The European Union (EU) is set to introduce new rules that will crack down on e-commerce companies that conduct business across member states but force customers to make purchases on country-specific Web sites.
EU consumer chief Meglena Kuneva is planning to clamp down on companies that impose geographical restrictions on shoppers.
In a speech given in London, Kuneva said she will propose new legislation this autumn for creating an EU-wide set of rules governing online and in-store transactions. The "single, simple set of core rights and obligations" will make it easier to buy and sell across borders and bring down costs for shoppers.
A survey of 26,000 consumers and 7200 businesses - covering the 27 EU-countries and Norway - found that the number EU consumers that have bought at least one item over the Internet has increased from 27% in 2006 to 33% in 2008.
But cross border e-commerce activity has stayed flat - rising from six per cent in 2006 to seven per cent this year.

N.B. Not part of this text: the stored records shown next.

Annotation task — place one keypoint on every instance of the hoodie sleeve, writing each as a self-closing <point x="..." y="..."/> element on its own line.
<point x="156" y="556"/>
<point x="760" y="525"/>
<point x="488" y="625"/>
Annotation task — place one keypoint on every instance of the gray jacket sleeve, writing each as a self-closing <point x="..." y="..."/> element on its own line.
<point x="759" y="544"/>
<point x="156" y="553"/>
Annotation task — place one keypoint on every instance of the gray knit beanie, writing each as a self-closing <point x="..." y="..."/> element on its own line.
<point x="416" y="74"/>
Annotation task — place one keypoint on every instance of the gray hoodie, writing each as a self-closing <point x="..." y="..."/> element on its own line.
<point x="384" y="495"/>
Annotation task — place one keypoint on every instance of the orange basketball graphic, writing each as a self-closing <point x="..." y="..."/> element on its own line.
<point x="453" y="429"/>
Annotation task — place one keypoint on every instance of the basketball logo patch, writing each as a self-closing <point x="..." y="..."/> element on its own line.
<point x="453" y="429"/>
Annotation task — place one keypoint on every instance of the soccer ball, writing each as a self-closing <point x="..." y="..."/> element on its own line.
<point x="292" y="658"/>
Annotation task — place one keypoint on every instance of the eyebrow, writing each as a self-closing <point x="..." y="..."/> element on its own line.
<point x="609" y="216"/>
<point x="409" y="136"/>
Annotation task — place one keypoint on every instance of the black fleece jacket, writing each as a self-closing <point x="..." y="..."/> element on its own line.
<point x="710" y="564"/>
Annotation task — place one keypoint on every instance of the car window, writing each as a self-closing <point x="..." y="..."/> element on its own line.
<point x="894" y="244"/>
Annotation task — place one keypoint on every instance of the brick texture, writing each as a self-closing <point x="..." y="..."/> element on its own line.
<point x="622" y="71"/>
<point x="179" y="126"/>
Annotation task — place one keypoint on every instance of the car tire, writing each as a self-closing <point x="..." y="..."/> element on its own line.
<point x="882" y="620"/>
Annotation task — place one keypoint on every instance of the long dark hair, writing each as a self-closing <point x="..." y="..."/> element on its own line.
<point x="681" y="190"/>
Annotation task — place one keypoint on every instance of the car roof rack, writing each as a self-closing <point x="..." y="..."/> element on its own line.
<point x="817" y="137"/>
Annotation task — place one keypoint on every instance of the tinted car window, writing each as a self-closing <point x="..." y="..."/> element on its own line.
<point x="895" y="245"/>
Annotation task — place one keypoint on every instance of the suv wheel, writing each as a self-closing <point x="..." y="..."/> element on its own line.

Only 17 % of e-commerce revenue for those who sell cross-border stems from this market, compared to 16% in 2006.
According to the EU survey, 37% of respondents said they would be more confident making online purchases from sellers located in their own country - down eight per cent since 2006. But 57% are equally or even more confident making purchases online from sellers in another EU country - up eight per cent on 2006.
"Consumers and retailers are beginning to embrace e-commerce at national level but internal market barriers still persist online," says Kuneva in a statement. "The potential of the online internal market to deliver greater choice and lower price to consumers and new markets for retailers is considerable. We need to redouble our efforts to tackle the remaining borders."